M. le président. Quel est l’avis du Gouvernement ?

Mme Marisol Touraine, ministre. Même avis.

M. le président. Je mets aux voix l'amendement n° 341 rectifié bis.

(L'amendement n'est pas adopté.)

M. le président. Mes chers collègues, nous allons maintenant interrompre nos travaux ; nous les reprendrons à vingt et une heures trente.

La séance est suspendue.

(La séance, suspendue à dix-neuf heures vingt-cinq, est reprise à vingt et une heures trente-cinq, sous la présidence de M. Didier Guillaume.)

PRÉSIDENCE DE M. Didier Guillaume

vice-président

M. le président.
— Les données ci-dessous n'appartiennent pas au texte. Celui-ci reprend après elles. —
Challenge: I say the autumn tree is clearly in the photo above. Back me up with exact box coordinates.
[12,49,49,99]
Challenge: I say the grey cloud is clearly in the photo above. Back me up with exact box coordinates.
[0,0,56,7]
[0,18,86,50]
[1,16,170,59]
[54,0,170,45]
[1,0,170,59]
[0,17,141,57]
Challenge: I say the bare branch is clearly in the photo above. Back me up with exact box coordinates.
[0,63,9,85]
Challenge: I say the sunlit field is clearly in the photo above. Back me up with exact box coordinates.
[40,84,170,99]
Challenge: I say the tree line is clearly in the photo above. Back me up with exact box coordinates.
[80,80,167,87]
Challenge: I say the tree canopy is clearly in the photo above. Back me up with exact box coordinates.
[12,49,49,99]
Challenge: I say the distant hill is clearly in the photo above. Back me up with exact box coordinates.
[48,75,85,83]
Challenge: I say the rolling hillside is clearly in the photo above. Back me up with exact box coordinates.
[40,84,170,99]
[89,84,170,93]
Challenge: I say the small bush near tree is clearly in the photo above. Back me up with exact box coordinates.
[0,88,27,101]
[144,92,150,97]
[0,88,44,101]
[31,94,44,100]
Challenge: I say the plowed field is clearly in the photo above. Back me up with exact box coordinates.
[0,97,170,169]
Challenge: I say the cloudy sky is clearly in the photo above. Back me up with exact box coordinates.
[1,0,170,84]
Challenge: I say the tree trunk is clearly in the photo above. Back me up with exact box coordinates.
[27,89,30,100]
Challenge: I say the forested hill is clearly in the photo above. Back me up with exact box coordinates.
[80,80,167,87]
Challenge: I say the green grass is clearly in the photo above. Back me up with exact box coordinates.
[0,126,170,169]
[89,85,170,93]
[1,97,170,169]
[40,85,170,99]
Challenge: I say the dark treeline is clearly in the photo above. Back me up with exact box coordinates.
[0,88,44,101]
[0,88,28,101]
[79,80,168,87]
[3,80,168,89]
La séance est reprise.

Dans la discussion des articles du projet de loi, adopté par l’Assemblée nationale après engagement de la procédure accélérée, garantissant l’avenir et la justice du système des retraites, nous poursuivons l’examen des amendements portant article additionnel après l’article 16 bis.

L'amendement n° 200, présenté par M. Watrin, Mmes Cohen, David et Pasquet, M. Fischer et les membres du groupe communiste républicain et citoyen, est ainsi libellé :

Après l’article 16 bis

Insérer un article additionnel ainsi rédigé :

Un rapport du Gouvernement est transmis au Parlement, avant le 15 juillet 2014, portant sur les conditions d’une meilleure prise en compte pour la constitution de droits à la retraite de la période spécifique d’insertion professionnelle des jeunes, notamment sur la possibilité de prendre en compte les premiers trimestres de chômage non indemnisés en début de carrière, où se succèdent de manière discontinue des périodes de travail précaire et des périodes de chômage non indemnisées.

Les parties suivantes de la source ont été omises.